Goldman Sachs divides AI-related investments into four main stages, believing that AI trading has now entered the second stage, where the company's profitability will gradually become the main driver of stock price increases. In the third stage, AI-driven revenue growth may be difficult to achieve in the short term, but platform stocks may stand out

In the global capital markets, AI is undoubtedly a rising star in recent years. However, as AI technology development enters different stages, market volatility becomes more apparent.

In the latest research report released on the 10th, Goldman Sachs divides AI-related investments into four main stages, representing different levels from infrastructure construction to productivity enhancement.

Goldman Sachs points out that AI trading has entered the second stage and is gradually shifting from relying solely on valuation growth to being driven by corporate profitability to boost market performance.

First and Second Stages: Infrastructure Companies Taking Over from Hardware Providers

Goldman Sachs believes that the first stage of AI trading is dominated by hardware providers, with NVIDIA being the leading company in this stage.

As the market matures and investors continue to have high confidence in AI construction, infrastructure companies are taking over, reaching the second stage.

Goldman Sachs emphasizes that the focus of the second stage is on the construction of AI infrastructure, including semiconductor companies, cloud service providers, data centers, device manufacturers, and utilities companies.

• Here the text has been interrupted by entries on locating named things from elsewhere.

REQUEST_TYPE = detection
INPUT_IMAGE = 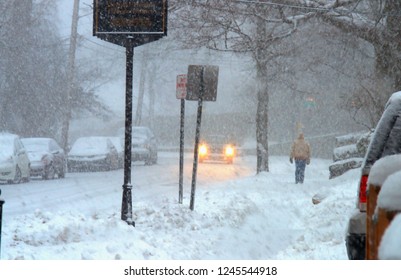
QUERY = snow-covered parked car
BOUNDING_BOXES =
[0,132,31,184]
[21,137,66,179]
[346,91,401,260]
[329,132,372,179]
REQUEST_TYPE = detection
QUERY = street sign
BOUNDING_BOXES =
[186,65,219,101]
[93,0,167,46]
[176,74,187,99]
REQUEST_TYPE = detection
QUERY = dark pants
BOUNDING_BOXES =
[295,159,306,184]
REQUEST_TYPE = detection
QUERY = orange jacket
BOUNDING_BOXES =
[290,133,311,161]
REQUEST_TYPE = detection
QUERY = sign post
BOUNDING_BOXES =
[176,74,187,204]
[186,65,219,210]
[93,0,167,226]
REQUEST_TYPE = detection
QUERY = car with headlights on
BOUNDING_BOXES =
[198,135,237,164]
[345,91,401,260]
[0,132,31,184]
[21,137,66,180]
[67,136,118,172]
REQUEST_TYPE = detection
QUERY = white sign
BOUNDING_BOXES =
[176,74,187,99]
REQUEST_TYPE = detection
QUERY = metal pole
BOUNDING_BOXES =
[189,68,205,211]
[121,43,135,226]
[178,99,185,204]
[0,190,4,260]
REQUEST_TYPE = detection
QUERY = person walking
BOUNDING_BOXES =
[290,133,311,184]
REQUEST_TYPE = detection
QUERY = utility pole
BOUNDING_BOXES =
[61,0,79,151]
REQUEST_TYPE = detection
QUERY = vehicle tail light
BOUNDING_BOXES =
[358,175,368,212]
[224,145,234,157]
[199,144,207,156]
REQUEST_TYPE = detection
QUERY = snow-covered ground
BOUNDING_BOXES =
[0,153,359,260]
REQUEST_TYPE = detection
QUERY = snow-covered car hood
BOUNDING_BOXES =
[28,151,52,161]
[0,150,12,162]
[132,137,148,145]
[68,137,109,156]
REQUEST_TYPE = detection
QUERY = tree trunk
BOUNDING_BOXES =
[255,18,269,173]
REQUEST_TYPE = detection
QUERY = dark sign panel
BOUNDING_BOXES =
[93,0,167,45]
[186,65,219,101]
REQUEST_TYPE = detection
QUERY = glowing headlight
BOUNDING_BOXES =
[224,145,234,157]
[199,144,207,156]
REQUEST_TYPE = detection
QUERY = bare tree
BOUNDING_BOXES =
[170,0,312,173]
[287,0,401,128]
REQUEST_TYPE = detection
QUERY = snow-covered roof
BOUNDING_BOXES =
[368,154,401,186]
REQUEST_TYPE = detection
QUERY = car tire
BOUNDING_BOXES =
[345,234,366,260]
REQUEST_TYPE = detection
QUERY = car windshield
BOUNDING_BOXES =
[21,139,49,152]
[201,135,232,145]
[0,136,14,160]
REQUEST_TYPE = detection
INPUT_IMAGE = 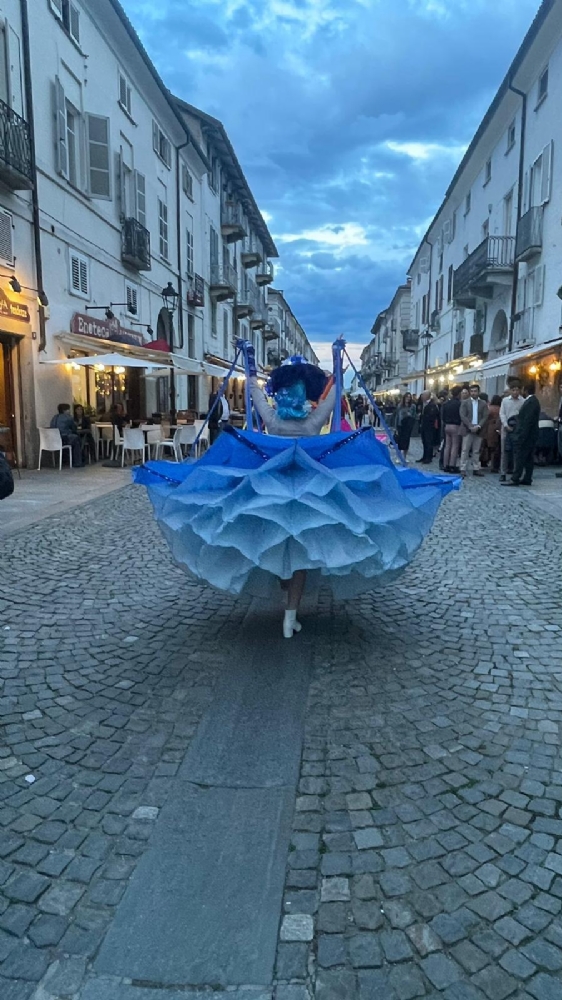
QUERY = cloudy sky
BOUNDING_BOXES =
[123,0,539,366]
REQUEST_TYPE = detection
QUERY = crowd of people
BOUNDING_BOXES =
[384,378,557,486]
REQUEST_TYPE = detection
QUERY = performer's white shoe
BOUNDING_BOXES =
[283,611,302,639]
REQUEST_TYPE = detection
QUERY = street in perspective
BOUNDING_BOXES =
[0,0,562,1000]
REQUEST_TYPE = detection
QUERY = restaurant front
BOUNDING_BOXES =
[0,288,33,466]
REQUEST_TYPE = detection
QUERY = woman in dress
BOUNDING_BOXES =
[396,392,416,458]
[133,342,460,638]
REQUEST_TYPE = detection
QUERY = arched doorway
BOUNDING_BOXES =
[490,309,509,358]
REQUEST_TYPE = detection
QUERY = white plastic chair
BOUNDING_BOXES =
[193,420,211,454]
[179,424,199,457]
[142,424,164,458]
[120,427,147,467]
[37,427,72,472]
[156,427,185,462]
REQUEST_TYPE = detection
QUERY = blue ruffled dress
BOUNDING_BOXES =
[134,428,459,598]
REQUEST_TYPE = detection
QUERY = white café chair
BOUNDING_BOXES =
[120,427,147,468]
[193,420,211,455]
[179,424,200,458]
[142,424,164,458]
[156,427,185,462]
[37,427,72,472]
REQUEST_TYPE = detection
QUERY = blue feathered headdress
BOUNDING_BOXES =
[266,354,328,403]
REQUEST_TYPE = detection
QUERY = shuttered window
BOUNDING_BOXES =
[125,281,139,316]
[86,115,111,200]
[70,250,90,299]
[135,170,146,228]
[0,209,14,267]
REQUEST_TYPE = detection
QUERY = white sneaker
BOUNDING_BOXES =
[283,611,302,639]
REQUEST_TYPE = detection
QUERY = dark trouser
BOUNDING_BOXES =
[421,427,435,462]
[511,438,537,483]
[61,434,82,466]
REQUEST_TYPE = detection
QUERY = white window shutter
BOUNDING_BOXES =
[86,115,111,201]
[135,170,146,229]
[55,76,68,177]
[68,2,80,44]
[533,264,544,306]
[0,210,14,267]
[523,170,531,214]
[517,277,527,312]
[541,141,554,205]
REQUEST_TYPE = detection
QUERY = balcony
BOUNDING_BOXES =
[209,264,238,302]
[121,219,152,271]
[470,333,484,356]
[0,101,33,191]
[240,236,263,267]
[402,330,420,354]
[256,260,274,288]
[453,236,515,309]
[221,201,248,243]
[515,205,544,264]
[187,274,205,306]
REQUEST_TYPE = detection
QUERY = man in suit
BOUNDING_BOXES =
[418,392,439,465]
[502,382,541,486]
[459,382,488,477]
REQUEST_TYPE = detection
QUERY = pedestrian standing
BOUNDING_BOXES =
[418,390,439,465]
[396,392,416,458]
[460,382,488,477]
[441,385,461,472]
[500,382,525,483]
[480,396,502,472]
[503,382,541,486]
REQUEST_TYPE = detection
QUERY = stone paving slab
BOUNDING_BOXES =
[78,977,272,1000]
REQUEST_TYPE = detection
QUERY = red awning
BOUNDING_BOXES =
[142,337,170,351]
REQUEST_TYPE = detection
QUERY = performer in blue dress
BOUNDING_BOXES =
[135,343,458,638]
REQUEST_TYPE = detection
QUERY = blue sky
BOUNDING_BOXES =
[122,0,539,366]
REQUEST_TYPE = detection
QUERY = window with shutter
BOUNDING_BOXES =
[158,198,169,260]
[125,281,138,316]
[540,142,554,205]
[86,115,111,201]
[0,209,14,267]
[135,170,146,229]
[70,250,90,299]
[186,229,194,278]
[182,164,193,199]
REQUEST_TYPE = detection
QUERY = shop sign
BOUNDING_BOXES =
[70,313,144,347]
[0,288,30,323]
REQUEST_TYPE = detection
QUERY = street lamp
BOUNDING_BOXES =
[162,281,179,424]
[421,328,433,389]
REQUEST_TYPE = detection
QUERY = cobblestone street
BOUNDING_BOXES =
[0,480,562,1000]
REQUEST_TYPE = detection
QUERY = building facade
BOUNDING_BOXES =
[360,0,562,410]
[0,0,306,465]
[265,288,318,368]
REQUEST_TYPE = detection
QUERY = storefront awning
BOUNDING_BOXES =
[471,337,562,378]
[55,332,173,365]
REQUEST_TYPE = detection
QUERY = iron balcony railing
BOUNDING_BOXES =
[515,205,544,261]
[402,330,420,351]
[121,219,152,271]
[256,260,274,285]
[453,236,515,298]
[210,264,238,295]
[0,101,33,191]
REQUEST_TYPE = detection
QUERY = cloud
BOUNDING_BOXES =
[122,0,538,356]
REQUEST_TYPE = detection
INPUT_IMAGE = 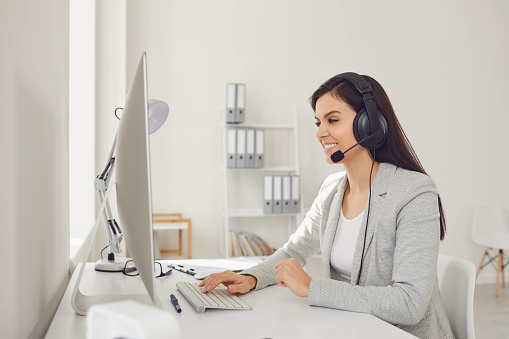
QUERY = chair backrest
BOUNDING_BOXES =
[437,255,475,339]
[472,204,509,249]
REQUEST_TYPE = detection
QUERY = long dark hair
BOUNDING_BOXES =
[309,75,446,240]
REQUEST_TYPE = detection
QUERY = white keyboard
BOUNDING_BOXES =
[177,282,252,313]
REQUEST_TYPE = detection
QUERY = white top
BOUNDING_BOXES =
[330,211,364,283]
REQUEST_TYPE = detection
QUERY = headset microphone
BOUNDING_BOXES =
[330,134,373,163]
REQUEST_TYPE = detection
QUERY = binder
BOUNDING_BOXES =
[282,175,292,213]
[226,128,237,168]
[272,175,283,213]
[263,175,273,214]
[226,83,237,124]
[246,129,255,168]
[235,84,246,123]
[291,175,300,213]
[235,129,246,168]
[255,129,265,168]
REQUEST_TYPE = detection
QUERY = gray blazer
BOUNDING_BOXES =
[242,163,454,338]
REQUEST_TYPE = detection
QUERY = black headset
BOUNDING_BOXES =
[338,72,387,285]
[339,72,388,149]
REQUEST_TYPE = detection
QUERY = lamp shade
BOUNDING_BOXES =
[148,99,169,134]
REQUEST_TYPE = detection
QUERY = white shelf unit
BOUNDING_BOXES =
[221,109,303,257]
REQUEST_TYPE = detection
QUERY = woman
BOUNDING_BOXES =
[200,73,454,338]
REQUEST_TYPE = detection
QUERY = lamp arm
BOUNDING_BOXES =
[94,136,123,253]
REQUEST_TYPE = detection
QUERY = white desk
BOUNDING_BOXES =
[46,261,415,339]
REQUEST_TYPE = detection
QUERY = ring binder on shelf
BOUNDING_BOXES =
[235,84,246,123]
[282,175,292,213]
[272,175,283,213]
[291,175,300,213]
[226,128,237,168]
[235,129,246,168]
[226,84,237,123]
[246,129,255,168]
[263,175,273,214]
[255,129,265,168]
[226,83,246,124]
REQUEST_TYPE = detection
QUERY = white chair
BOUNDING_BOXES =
[437,255,475,339]
[472,204,509,297]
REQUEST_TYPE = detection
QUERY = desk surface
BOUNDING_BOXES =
[46,261,415,339]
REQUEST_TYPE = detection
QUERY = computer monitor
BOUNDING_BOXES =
[115,53,155,302]
[71,53,161,315]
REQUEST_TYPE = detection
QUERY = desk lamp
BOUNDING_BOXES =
[94,100,169,272]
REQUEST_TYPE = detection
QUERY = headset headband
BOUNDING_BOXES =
[340,72,380,134]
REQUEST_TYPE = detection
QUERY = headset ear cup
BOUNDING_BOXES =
[353,109,388,149]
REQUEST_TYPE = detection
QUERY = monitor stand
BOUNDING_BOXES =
[71,185,162,315]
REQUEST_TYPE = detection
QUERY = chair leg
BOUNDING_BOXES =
[475,250,488,280]
[499,250,505,287]
[179,230,182,256]
[495,250,504,297]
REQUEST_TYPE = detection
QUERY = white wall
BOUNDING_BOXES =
[92,0,509,270]
[0,0,69,338]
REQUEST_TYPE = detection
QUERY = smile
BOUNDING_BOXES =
[323,144,338,152]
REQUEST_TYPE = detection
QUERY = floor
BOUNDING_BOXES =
[474,284,509,339]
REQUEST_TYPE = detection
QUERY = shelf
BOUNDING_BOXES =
[226,123,295,129]
[224,166,298,172]
[227,208,299,218]
[220,109,302,257]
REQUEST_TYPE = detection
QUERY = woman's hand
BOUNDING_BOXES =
[275,258,311,297]
[199,271,257,294]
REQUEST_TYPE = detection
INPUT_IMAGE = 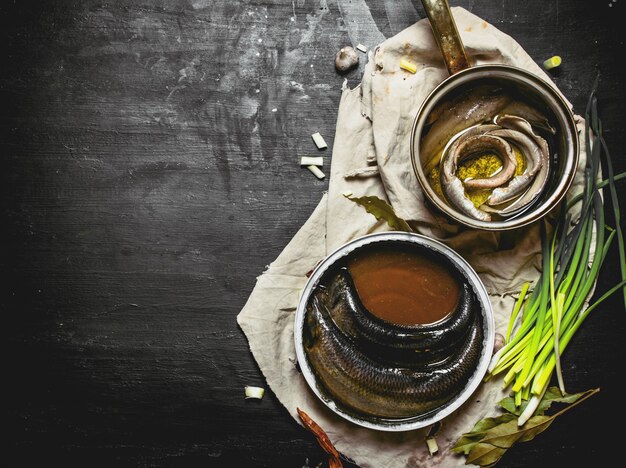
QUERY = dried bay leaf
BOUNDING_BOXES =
[452,413,517,455]
[344,195,413,232]
[452,387,600,467]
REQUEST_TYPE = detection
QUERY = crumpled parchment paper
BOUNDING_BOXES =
[237,7,586,468]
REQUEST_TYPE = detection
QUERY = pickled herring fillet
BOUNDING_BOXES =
[487,115,550,207]
[445,131,517,189]
[420,86,511,174]
[303,290,483,418]
[328,267,478,360]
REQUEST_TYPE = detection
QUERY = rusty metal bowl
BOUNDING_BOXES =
[294,232,495,432]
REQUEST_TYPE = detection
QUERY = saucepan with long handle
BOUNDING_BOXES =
[411,0,580,231]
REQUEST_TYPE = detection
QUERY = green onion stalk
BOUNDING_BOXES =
[487,81,626,426]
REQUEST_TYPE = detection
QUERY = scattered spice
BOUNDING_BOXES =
[296,408,343,468]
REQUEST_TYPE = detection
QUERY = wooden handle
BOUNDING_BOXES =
[422,0,470,75]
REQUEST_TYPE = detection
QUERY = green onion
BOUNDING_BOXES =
[487,80,626,425]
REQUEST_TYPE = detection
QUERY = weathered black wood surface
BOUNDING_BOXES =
[0,0,626,468]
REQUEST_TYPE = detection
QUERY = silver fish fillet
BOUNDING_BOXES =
[420,86,511,174]
[446,131,517,189]
[487,115,550,207]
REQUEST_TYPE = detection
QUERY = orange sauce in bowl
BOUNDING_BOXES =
[348,249,460,325]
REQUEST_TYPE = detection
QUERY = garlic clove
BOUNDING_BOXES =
[335,46,359,71]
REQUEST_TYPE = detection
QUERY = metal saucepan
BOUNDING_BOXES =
[411,0,579,230]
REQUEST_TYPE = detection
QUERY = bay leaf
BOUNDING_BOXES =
[451,387,600,467]
[344,195,413,232]
[451,413,517,455]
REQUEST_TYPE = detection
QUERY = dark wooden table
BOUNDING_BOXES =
[0,0,626,468]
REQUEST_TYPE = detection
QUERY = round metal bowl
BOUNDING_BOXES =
[411,65,579,231]
[294,232,495,432]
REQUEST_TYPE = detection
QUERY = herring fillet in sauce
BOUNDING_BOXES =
[303,290,483,418]
[320,268,475,366]
[302,248,484,419]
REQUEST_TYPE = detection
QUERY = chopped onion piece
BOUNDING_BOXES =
[543,55,561,70]
[246,385,265,400]
[426,437,439,455]
[400,58,417,73]
[300,156,324,167]
[307,165,326,179]
[311,132,328,149]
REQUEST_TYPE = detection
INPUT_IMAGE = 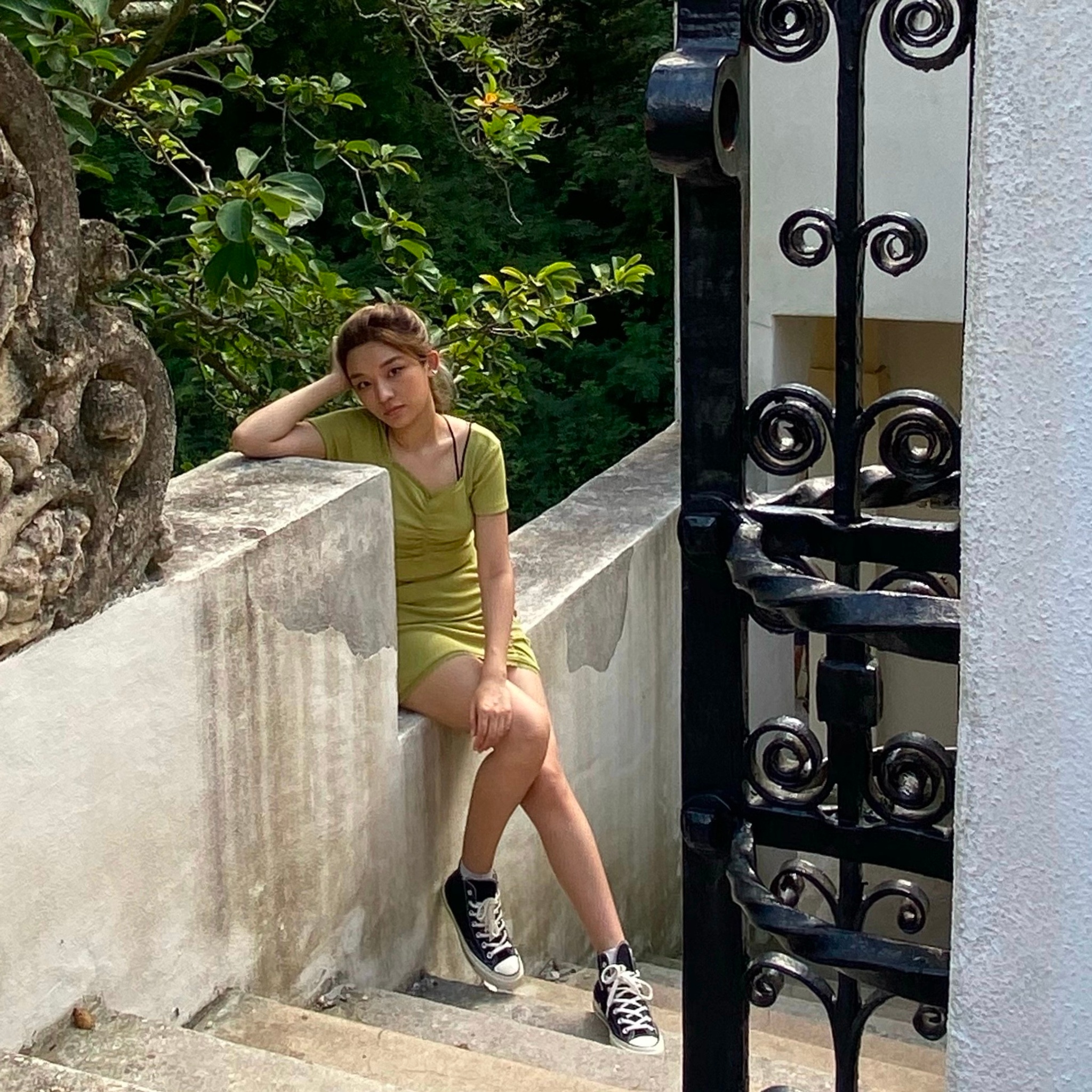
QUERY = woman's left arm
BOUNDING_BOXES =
[471,512,516,751]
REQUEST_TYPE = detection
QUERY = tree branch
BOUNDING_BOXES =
[92,0,196,121]
[145,42,247,75]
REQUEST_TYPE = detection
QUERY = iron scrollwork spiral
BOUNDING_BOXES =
[914,1005,948,1043]
[854,880,929,936]
[880,0,974,72]
[747,383,834,477]
[747,0,830,62]
[865,732,956,828]
[855,391,960,485]
[744,952,834,1018]
[770,857,839,924]
[777,208,838,269]
[747,716,832,808]
[861,212,929,276]
[868,569,954,599]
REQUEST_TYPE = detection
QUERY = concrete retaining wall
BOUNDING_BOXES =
[0,431,679,1048]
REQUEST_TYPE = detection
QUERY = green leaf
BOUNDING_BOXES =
[75,0,110,24]
[57,106,98,147]
[216,198,254,243]
[167,193,202,216]
[202,244,234,295]
[227,243,260,288]
[80,48,133,74]
[535,262,576,280]
[72,155,114,182]
[254,216,292,254]
[259,170,326,227]
[0,0,50,31]
[399,239,432,260]
[53,89,91,118]
[235,147,269,178]
[204,243,258,295]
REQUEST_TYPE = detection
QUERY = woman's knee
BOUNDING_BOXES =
[511,701,552,758]
[523,757,572,810]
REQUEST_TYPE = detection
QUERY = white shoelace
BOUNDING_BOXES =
[468,895,512,959]
[599,963,656,1035]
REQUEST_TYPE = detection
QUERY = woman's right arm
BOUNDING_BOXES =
[231,366,348,459]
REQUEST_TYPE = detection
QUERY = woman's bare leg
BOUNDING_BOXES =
[402,655,552,872]
[508,667,626,952]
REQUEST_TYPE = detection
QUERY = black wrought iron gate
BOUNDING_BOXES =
[646,0,975,1092]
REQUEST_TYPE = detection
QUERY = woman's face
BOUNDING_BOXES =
[345,342,440,428]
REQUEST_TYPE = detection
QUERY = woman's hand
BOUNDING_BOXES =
[326,353,349,397]
[471,678,512,751]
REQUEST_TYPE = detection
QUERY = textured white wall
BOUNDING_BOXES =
[0,430,680,1049]
[949,0,1092,1092]
[750,19,969,394]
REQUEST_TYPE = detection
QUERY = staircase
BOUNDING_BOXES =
[0,963,945,1092]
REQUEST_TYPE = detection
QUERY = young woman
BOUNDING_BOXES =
[231,303,663,1054]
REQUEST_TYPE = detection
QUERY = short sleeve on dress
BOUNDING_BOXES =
[308,410,382,463]
[470,425,508,516]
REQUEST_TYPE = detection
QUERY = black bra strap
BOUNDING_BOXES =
[443,417,471,481]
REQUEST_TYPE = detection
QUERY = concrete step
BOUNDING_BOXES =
[200,991,869,1092]
[413,975,943,1092]
[198,993,624,1092]
[319,987,680,1092]
[549,960,946,1077]
[31,1008,406,1092]
[408,975,682,1043]
[0,1050,155,1092]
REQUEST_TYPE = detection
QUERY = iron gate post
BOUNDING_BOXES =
[646,0,749,1092]
[646,0,975,1092]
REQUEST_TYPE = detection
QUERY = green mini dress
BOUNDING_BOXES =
[310,408,539,698]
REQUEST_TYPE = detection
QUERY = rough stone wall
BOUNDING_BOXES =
[0,429,681,1049]
[0,36,175,659]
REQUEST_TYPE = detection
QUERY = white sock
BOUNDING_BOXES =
[459,861,497,884]
[599,940,626,963]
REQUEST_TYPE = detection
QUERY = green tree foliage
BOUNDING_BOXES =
[0,0,670,517]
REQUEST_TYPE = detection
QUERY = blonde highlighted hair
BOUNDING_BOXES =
[333,303,455,413]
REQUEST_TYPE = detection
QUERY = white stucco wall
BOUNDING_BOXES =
[949,0,1092,1092]
[750,26,970,395]
[0,430,679,1049]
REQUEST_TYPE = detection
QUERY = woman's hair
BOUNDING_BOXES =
[333,303,455,413]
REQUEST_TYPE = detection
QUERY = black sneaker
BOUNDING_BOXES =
[592,943,664,1054]
[443,868,523,989]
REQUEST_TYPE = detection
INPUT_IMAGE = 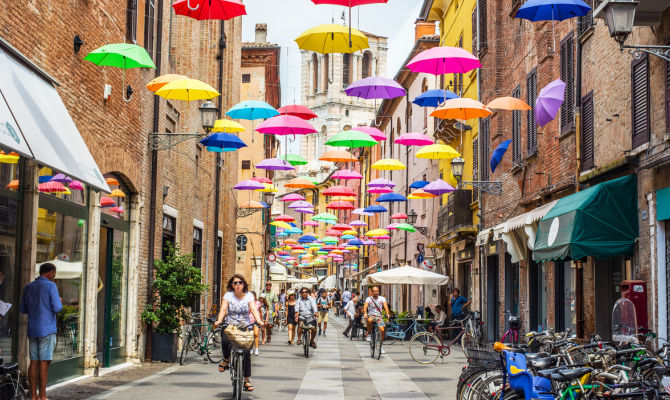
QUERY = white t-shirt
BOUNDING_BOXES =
[365,296,386,317]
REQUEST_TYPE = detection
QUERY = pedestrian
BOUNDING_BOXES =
[20,263,63,400]
[214,274,265,392]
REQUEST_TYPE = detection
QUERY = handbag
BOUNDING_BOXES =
[223,325,254,350]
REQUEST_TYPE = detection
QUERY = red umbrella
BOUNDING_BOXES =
[172,0,247,21]
[277,104,317,119]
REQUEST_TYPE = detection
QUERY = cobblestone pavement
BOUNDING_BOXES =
[49,313,465,400]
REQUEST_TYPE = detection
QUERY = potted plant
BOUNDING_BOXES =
[142,243,207,362]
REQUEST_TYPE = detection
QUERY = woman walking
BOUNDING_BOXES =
[214,274,265,392]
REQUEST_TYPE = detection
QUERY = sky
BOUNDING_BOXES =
[242,0,423,104]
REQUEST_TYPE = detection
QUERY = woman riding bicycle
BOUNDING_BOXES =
[214,274,265,392]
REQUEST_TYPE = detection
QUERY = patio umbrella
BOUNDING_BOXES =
[407,46,482,75]
[412,89,458,107]
[535,79,565,126]
[295,24,370,54]
[172,0,247,21]
[491,139,512,172]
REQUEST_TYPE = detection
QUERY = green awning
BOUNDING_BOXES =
[656,186,670,221]
[533,175,638,261]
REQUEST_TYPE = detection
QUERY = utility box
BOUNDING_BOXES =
[621,281,649,329]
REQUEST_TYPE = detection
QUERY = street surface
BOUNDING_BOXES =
[77,312,465,400]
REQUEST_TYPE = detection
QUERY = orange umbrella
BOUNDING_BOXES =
[486,96,530,111]
[319,150,358,162]
[430,97,492,119]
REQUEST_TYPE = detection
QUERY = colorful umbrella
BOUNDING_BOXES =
[535,79,565,126]
[172,0,247,21]
[412,89,458,107]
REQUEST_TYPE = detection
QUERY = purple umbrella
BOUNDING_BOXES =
[256,158,295,171]
[423,179,456,196]
[344,76,405,99]
[535,79,565,126]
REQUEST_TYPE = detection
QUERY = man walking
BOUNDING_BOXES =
[20,263,63,400]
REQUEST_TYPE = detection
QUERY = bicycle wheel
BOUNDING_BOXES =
[409,332,443,364]
[205,329,223,364]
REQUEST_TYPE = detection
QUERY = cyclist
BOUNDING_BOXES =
[363,286,391,354]
[214,274,265,392]
[295,287,317,349]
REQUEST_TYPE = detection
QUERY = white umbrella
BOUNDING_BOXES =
[363,265,449,285]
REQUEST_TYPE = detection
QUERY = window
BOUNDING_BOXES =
[631,54,649,148]
[581,92,594,171]
[144,0,156,60]
[512,86,521,163]
[126,0,137,44]
[526,68,537,155]
[561,32,575,133]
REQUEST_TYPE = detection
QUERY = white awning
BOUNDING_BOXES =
[0,47,110,192]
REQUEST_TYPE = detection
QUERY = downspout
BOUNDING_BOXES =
[144,0,163,359]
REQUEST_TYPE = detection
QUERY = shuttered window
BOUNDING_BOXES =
[631,54,649,148]
[561,32,575,133]
[526,68,537,155]
[581,92,594,171]
[512,86,521,163]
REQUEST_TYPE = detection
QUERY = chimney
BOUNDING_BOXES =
[414,19,435,42]
[256,24,270,43]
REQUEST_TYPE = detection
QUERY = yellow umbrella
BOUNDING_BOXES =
[415,144,461,160]
[370,158,407,171]
[212,119,244,133]
[156,78,221,101]
[295,24,370,54]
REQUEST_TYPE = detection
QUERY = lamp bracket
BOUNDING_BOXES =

These companies benefit from the increase in AI capital expenditure, with some infrastructure stocks having risen by over 27% year-to-date in 2024. Goldman Sachs highlights that with the widespread application of AI technology, the stock prices of these companies can continue to rise, with profitability gradually becoming the main driver of stock price increases, rather than solely relying on valuation expansion.

Furthermore, the valuations of second-stage stocks are higher than the average level, reflecting market optimism.

Compared to an equal-weighted S&P 500 stocks over the past 10 years, second-stage stocks are trading 0.4 standard deviations higher. In contrast, the valuations of third and fourth-stage stocks are cheaper by 0.2 and 0.4 standard deviations respectively.

Goldman Sachs also points out that the surprise factor of AI spending in the second stage is diminishing, indicating that the returns of stocks in this stage may be more moderate. Nevertheless, increased demand may lead to mega-cap tech companies exceeding expectations in AI-related capital expenditure.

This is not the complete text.